Posted by Norm Samuelson on February 4,2013 | 11:20 PM
What a wonderful collection! Thank you, Mr. Arango, for your efforts in preserving/restoring/reproducing these aircraft. Is the entire collection ever displayed? Would Mr. Arango allow a small group of appreciative enthusiasts to tour his hangars? Perhaps a group of NASM Members?
Posted by Greg Llafet on February 7,2013 | 05:56 PM
When you talk about the great builders of WWI aircraft you must mention Robert (Bob) Rust, Fayetteville, Georgia, who built and restored some great planes. He was restoring a near perfect Neuport 28 when he died.

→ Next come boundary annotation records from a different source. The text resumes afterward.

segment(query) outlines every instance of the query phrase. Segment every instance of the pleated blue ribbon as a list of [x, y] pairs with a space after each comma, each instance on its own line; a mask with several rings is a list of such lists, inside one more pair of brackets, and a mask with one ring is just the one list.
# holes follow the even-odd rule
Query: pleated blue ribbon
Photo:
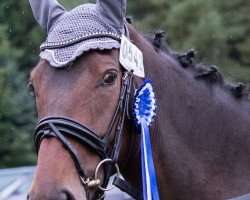
[[133, 105], [134, 119], [141, 130], [141, 167], [144, 200], [160, 199], [149, 133], [149, 126], [156, 115], [155, 102], [152, 81], [146, 79], [136, 91]]

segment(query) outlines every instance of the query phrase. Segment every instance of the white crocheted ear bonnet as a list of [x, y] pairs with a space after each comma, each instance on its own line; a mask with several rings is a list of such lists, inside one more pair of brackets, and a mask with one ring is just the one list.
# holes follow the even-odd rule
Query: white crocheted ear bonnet
[[120, 48], [126, 34], [125, 0], [100, 0], [67, 12], [56, 0], [30, 0], [34, 16], [47, 31], [40, 57], [53, 67], [69, 65], [92, 49]]

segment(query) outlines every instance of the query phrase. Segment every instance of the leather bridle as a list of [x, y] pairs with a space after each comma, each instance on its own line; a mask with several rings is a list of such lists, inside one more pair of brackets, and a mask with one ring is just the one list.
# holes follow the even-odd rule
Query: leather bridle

Is it possible to view this great collection. I have had the opportunity of seeing some of the world's greatest collections and I would like to see these.
Posted by Jones Webb on February 19,2013 | 11:01 AM
I have the same question as others above; is it possible to view this great collection? I did not see any response to these queries. I just read about the collection in the March 2013 Air & Space Smithsonian magazine and the article there did not give any information on this either.
EDITORS' REPLY: THE COLLECTION IS PRIVATE, AND NOT OPEN TO THE PUBLIC. IF THIS CHANGES, WE WILL UPDATE THIS PAGE.
Posted by michael Edwards on March 17,2013 | 05:35 PM
I would love to find out more about the current status of the Spad XIII in the picture. That is a very old photograph. It was delivered to Mr. Arango in complete cover and painted condition (French colours) sans the complex Hispano geared engine which was going to have to be rebuilt. It's been some years since Mr. Arango had the plane built but I have never been able to find out anything about it post construction...no pictures or anything since it left Kingsbury.
That little air field dog in the picture, I can't remember her name but she looked a bit coyote and a bit wolf but it was one of the sweetest dogs I have ever known. I remember she and I lay in the grass together (volunteers can be lazy if they want) one evening watching guys tweaking and flying the Curtiss Canuck out on the grass field at Kingsbury which you see in the picture...it was one of those memories that I will cherish all my life. Unfortunately this wonderful dog was hit by a car while off roaming one night. The person guiding the tail skid I believe is Gordon Harris who worked for Roger and who I believed involved in much the construction of the Spad with Roger and under his direction. Roger trained so many people in the techniques of aircraft building and has always been unselfish with assistance. Volunteers of course only worked on museum aircraft, not the Spad which was as original as I think can be built. A real museum aircraft as Mr. Arango is a dedicated accurate reproduction. I hope Mr. Arango is proud of it.
It is really a gorgeous aiplane and I feel honored just to have been down there watching while it was being built, so many people today still ask about it as they saw it during construction. I have much gratitude to Roger for allowing me to see and learn so much about early aviation construction and engines at Kingsbury...and also to Mr. Arango for sponsoring such classic and significant aircraft such as the Spad XIII.